C: unary minus operator behavior with unsigned operands

Yes, 6.2.5c9 is exactly the paragraph that you looked for.

The behavior of the unary minus operator on unsigned operands has nothing to do with whether a machine uses two's-complement arithmetic with signed numbers. Instead, given unsigned int x,y; the statement y=-x; will cause y to receive whatever value it would have to hold to make x+y equal zero. If x is zero, y will likewise be zero. For any other value of x, it will be UINT_MAX-x+1, in which case the arithmetic value of x+y will be UINT_MAX+1+(y-y) which, when assigned to a unsigned integer, will have UINT_MAX+1 subtracted from it, yielding zero.

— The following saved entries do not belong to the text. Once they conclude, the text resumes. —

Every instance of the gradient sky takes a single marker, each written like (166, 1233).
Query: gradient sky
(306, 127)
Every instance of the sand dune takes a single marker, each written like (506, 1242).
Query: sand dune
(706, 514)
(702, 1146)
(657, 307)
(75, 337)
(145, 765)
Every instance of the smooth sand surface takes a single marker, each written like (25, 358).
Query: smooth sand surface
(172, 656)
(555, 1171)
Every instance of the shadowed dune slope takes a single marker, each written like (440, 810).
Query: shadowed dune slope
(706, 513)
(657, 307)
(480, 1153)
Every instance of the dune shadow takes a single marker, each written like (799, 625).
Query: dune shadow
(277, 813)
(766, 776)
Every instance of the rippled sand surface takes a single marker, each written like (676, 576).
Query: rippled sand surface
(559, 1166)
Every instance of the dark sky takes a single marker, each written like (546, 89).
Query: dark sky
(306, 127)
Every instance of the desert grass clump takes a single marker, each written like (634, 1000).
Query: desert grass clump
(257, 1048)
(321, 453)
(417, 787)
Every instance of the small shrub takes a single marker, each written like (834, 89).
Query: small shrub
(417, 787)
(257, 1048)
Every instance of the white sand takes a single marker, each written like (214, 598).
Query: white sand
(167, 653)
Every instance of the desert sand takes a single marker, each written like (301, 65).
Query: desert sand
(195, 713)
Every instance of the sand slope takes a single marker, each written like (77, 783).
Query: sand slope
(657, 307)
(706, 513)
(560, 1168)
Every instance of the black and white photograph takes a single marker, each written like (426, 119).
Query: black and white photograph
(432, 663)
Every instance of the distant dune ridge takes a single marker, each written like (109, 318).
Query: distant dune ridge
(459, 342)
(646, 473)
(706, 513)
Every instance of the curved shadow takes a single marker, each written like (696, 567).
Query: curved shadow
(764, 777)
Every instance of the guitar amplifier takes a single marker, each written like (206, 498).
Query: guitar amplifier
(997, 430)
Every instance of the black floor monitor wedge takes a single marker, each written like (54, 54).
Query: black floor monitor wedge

In every implementation I know of, a negative is calculated as two's complement...

int a = 12;
int b = -a;
int c = ~a + 1;
assert(b == c);

...so there is really no physical difference between negative signed and "negative" unsigned integers - the only difference is in how they are interpreted.

So in this example...

unsigned a = 12;
unsigned b = -a;
int c = -a;

...the b and c are going to contain the exact same bits. The only difference is that b is interpreted as 2^32-12 (or 2^64-12), while c is interpreted as "normal" -12.

So, a negative is calculated in the exact same way regardless of "sign-ness", and the casting between unsigned and signed is actually a no-op (and can never cause an overflow in a sense that some bits need to be "cut-off").